More Bailout Cash Won’t Stop Wave of Credit Card Defaults
More than half of consumers with credit card debt said they will need more bailout money to make minimum payments.
(Bloomberg) -- Despite the coronavirus and millions of jobless claims driving the U.S. economy deeper into recession, the flood of credit card delinquencies that some predicted has yet to materialize. Instead, card debt has actually gone down since the pandemic struck, with many consumers spending less while using bailout money to chip away at balances.
But that may not last. Even if Congress passes a new rescue package with more unemployment benefits, the cumulative effect of the ongoing economic catastrophe may finally trigger that default deluge, a new survey reveals. More than half of consumers with credit card debt said they will need more bailout money to make minimum payments over the next three months, but about the same number said employment will be more critical to avoiding default.
And right now, roughly 30 million Americans are claiming unemployment benefits.
“I think the overall trend [of credit card debt going down] masks some of the difficulty at the household level, and I do fear that we’re going to have more people relying on cards for financing and relying on cards just to make ends meet,” said Ted Rossman, an industry analyst at CreditCards.com, which sponsored the survey.
More than one-third of respondents said they had credit card debt. Of those, three in 10 said a lack of additional money from Congress would have a major effect on their ability to make minimum payments between now and mid-October.

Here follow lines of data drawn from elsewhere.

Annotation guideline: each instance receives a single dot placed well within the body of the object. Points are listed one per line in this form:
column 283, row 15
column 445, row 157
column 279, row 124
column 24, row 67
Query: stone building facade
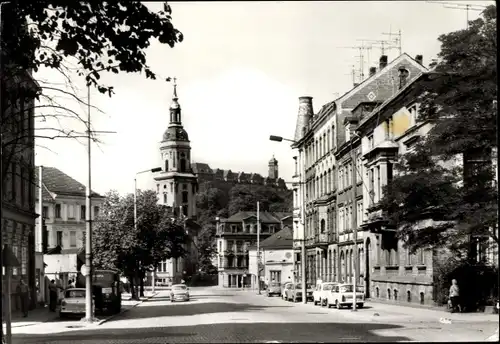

But even so, 61% of respondents said that not being able to work in the coming months would affect their ability to pay, with majorities of currently full-time employed and unemployed people saying it would have a “major effect.”
More than 60 million Americans used credit cards to meet spending needs within the previous week, according to Census Bureau survey data from July. While an April survey for CreditCards.com found that 47% of U.S. adults said they had credit card debt, that number dropped to 36% in the latest poll. Rossman warned however that the delinquency concern may only be delayed instead of avoided—especially if there isn’t more aid forthcoming from Washington.
To be sure, Congress is considering plans for additional bailout money. But without more support, there would also be more immediate problems than credit scores: Millions more Americans would face poverty by the end of this year, according to one study.
The CreditCards.com survey was carried out by YouGov from July 15 to July 17 with more than 2,300 total respondents. Of those, 889 had credit card debt and were the base for questions about paying it.